Chapitre 52

« De plus, sachez qu'il n'existe pas de châtiments humains comme dans le monde des humains dans le monde souterrain. Ce n'est pas aussi simple que de se faire tirer dessus et puis c'est tout. »

...

Lorsque Xu Zhengyang se releva, se dirigea vers la porte, repoussa d'un coup de pied Hao Peng, complètement brisé, demanda à Zhong Shan de lui ouvrir la porte, puis sortit calmement de la salle d'interrogatoire, Zhong Shan et Sulu restèrent bouche bée, le visage empreint de choc et de confusion.

« Je vous dirai tout, je coopérerai… » murmura faiblement Hao Peng, suppliant.

Sulu était très encouragé.

En regardant Xu Zhengyang s'éloigner, Zhong Shan tapota l'épaule de Sulu et murmura : « Ne le dis à personne ; c'est une affaire confidentielle. »

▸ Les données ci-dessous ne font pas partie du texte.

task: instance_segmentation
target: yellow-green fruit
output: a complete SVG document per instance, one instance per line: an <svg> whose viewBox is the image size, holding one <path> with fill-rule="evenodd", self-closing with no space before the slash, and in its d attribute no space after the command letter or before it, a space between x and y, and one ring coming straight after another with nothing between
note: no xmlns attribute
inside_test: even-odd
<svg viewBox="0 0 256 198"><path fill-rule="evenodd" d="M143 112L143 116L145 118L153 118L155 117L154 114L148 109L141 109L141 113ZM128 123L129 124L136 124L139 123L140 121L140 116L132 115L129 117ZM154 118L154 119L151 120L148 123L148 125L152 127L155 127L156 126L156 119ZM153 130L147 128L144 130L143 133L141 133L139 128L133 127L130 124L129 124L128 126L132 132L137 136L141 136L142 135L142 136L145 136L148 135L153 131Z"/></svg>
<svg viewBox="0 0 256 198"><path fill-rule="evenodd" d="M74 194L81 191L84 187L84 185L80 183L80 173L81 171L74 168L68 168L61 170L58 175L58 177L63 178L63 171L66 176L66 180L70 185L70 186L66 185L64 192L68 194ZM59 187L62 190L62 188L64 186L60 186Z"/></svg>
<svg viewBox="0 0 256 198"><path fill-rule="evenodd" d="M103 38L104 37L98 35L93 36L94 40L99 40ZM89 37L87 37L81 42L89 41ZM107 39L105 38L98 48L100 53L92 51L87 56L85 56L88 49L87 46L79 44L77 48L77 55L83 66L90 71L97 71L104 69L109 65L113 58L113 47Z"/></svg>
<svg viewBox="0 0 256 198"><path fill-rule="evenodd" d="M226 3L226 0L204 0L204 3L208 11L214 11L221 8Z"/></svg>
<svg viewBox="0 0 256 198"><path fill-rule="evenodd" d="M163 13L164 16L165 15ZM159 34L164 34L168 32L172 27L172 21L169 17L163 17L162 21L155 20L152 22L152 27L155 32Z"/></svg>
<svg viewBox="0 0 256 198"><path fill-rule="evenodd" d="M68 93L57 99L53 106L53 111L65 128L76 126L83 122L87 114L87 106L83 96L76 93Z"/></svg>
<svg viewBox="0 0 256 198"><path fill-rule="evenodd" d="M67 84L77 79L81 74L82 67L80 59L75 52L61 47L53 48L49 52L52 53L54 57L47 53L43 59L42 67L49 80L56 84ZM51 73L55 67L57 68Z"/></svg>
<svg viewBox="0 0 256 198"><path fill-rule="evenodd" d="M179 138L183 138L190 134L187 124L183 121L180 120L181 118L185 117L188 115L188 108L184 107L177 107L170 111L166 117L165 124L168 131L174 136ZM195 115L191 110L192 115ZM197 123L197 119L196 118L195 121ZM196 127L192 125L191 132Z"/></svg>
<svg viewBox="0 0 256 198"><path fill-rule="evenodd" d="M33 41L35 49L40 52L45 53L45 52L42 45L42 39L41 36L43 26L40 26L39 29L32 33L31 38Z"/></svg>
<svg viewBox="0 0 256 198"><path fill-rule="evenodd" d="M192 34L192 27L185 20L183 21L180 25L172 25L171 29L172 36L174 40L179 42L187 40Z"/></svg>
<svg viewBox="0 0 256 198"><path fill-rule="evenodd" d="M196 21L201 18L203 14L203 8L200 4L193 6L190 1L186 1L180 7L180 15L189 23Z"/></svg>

« Capitaine Zhong, que s'est-il passé exactement ? » La voix de Sulu tremblait et il bégayait.

« Du talent, du talent de haut niveau, un trésor national ! » Zhong Shan se creusait la tête pour trouver des mots qu'il trouvait même absurdes à expliquer pour lui-même.

« Il existe vraiment un département mystérieux ? » s'exclama Sulu.

« Parlez moins et posez moins de questions », conseilla Zhong Shan.

"Mmm." Sulu hocha la tête précipitamment.

Zhong Shan poussa un soupir de soulagement ; il était parvenu à apaiser les tensions...

Xu Zhengyang, qui montait déjà au troisième étage pour se reposer, ne s'inquiétait pas que Zhong Shan et Sulu puissent soupçonner quoi que ce soit de sa performance du jour. Il savait déjà certaines choses sur Zhong Shan, et quant à Sulu… il se disait que Zhong Shan saurait se rattraper. Après tout, il y avait des choses que Zhong Shan ne pouvait pas dire à voix haute. Il était officier de police, et bientôt capitaine de la brigade criminelle du comté

; allait-il révéler ces informations

? Allait-il laisser entendre qu'il résolvait les affaires grâce aux divinités locales plutôt que par ses propres dons

?

Quant à la manière de nettoyer les dégâts, c'est l'affaire de Zhongshan.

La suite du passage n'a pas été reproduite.